31 Temmuz 2017 Pazartesi

TÜKÜRÜK

Tükürdüklerinizi yalarken gerçekten mideniz bulanmıyor mu?
''Benim tükürüğüm sonuçta,neden iğreneyim?'' mi diyorsunuz anlamadım ki.
Korkuyorum hepiniz adına.
O kadar arsızlaştınız ki yakında başkalarının tükürdüklerini de yalayacaksınız.

Koşullu sevgileriniz,koşullu iyi niyetleriniz bir bir yine sizin götünüze girdi!
Hepiniz mutsuzsunuz.
Çünkü hep kurbansınız,sorsalar hep mağdursunuz!

İçinizde ne kadar pislik,ne kadar hainlik varsa yaptınız.
Adına da ''hayat zorladı'' dediniz,''kader'' dediniz,dediniz de dediniz.
Zaten hep suçlayacak bir şeyler vardı.
Mutsuzluğunuzdan şikayet ettiniz;ama değişmek için bir adım bile atmadınız.

İkiyüzlü olmanız,verdiğiniz sözleri tutmayışınız,yediğiniz kaba sıçmanız,yalakalığınız hep başkalarının suçuydu.
Ve bugün bile hala mutsuzsunuz.

Doğan her yeni gün,öylece yaşamanız,yiyip içmeniz,seks yapmanız için değildi.
Size bahşedilen her gün,yeni bir şanstı.
Size sunduğu fırsatlarla,verdiği işaretlerle ve sizi affedişiyle, her yeni gün bir mucizeydi!
Görmemek için ne varsa yaptınız.
Bu böyle devam ettikçe,hiç üzgün değilim ki mutsuzluğunuz baki kalacak.

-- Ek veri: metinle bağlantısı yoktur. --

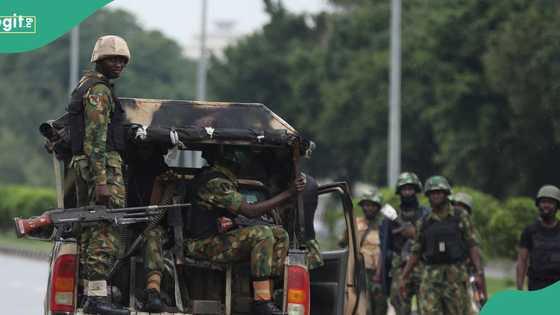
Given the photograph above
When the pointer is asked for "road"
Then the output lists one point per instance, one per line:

Bazılarınız kavga etmeyi nefes almakla bir tuttu.
Öyle inandı.
Kavga etmediği zamanlar nefesi kesildi ve ölmek üzere olduğunu sandı.
Hayatta kalabilmek için kavga etti(nefes aldı) sürekli.

Bazıları devamlı taktik peşinde koştu.
Birileri onun yaptıklarına tav oldu,birileri karşı çıktı.

Sonuç hiç değişmedi.
Hep mutsuzsunuz.

Kimisi o kadar gurursuzdu ki,istenmediği yerde ısrarla durdu.
Bunun adı da başka bir şey oldu.
Kılıf hep bulundu.

Bazısı hayatı boyunca dışlandığı halde,az biraz iyileşince,sırf kendisine benzemiyor diye karşısındakini hiç utanmadan dışladı!

Birilerinin ayağını kaydırmak için...
Birilerini elde tutmak için...
Birilerini üzmek için ...
Birilerinden intikam almak için yapacak ne çok şey vardı öyle değil mi?

Bugün siz,bunların hepsini yaptınız ve yapmaya da devam ediyorsunuz.
Tüm bunlar için suçladığınız Tanrı'nın,kaderin,karmanın veya inandığınız şey her neyse,onların aslında ne kadar masum olduğunu hangi deliğe girerseniz girin,anlayacaksınız!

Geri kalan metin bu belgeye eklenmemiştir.